This is data from the transition of the DATATRIEVE product from version 6.0 to version 6.1 (carried out at Digital Engineering Italy).


Change Log

When What
January 15, 2005 Donated by Guenther Ruhe

Past usage

A hybrid approach to analyze empirical software engineering data and its application to predict module fault-proneness in maintenance; Source Journal of Systems and Software archive; Volume 53, Issue 3. (September 2000); Pages: 225 - 237; Year of Publication: 2000; ISSN:0164-1212; Authors: Sandro Morasca Gunther Ruhe

Relevant information

The DATATRIEVE product was undergoing both adaptive (DATATRIEVE was being transferred from platform OpenVMS/VAX to platform OpenVMS/Alpha) and corrective maintenance (failures reported from customers were being fixed) at the Gallarate (Italy) site of Digital Engineering.

The DATATRIEVE product was originally developed in the BLISS language. BLISS is an expression language. It is block-structured, with exception handling facilities, coroutines, and a macro system. It was one of the first non-assembly languages for operating system implementation.. Some parts were later added or rewritten in the C language. Therefore, the overall structure of DATATRIEVE is composed of C functions and BLISS subroutines.

The empirical study of this data set reports only the BLISS part, by far the bigger one. In what follows, we will use the term “module” to refer to a BLISS module, i.e., a set of declarations and subroutines usually belonging to one file. More than 100 BLISS modules have been studied. It was important to the DATATRIEVE team to better understand how the characteristics of the modules and transition process were correlated with the code quality.

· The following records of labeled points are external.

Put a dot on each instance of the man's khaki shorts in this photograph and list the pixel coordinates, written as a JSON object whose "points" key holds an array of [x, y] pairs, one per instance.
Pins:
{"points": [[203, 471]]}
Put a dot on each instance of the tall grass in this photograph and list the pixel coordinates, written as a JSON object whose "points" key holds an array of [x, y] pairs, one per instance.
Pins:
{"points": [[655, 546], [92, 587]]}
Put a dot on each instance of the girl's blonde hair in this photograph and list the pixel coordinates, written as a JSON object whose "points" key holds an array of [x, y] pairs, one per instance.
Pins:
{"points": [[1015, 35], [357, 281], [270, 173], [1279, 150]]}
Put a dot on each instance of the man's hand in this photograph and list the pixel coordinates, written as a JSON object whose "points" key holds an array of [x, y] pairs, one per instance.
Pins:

The objective of the data analysis was to study whether it was possible to classify modules as non-faulty or faulty, based on a set of measures collected on the project.


Number of records: 130

Number of attributes: 9

  • 8 condition attributes
  • 1 decision attribute

Attribute Information:

1 LOC6_0: number of lines of code of module m in version 6.0. 1 LOC6_1: number of lines of code of module m in version 6.1. 1 AddedLOC: number of lines of code that were added to module m in version 6.1, i.e., they were not present in module m in version 6.0. 1 DeletedLOC: number of lines of code that were deleted from module m in version 6.0, i.e., they were no longer present in module m in version 6.1. 1 Different Blocks: number of different blocks module m in between versions 6.0 and 6.1. 1 Modification Rate: rate of modification of module m, i.e., (AddedLOC + DeletedLOC) / (LOC6.0 + AddedLOC). 1 Module Knowledge: subjective variable that expresses the project team’s knowledge on module m (low or high) 1 ReusedLOC: number of lines of code of module m in version 6.0 reused in module m in version 6.1. 1 Faulty6_1: its value is 0 for all those modules in which no faults were found; its value is 1 for all other modules.

Missing attributes: none

Class Distribution:

  • 0: 119 = 91.54%
  • 1: 11 = 8.46%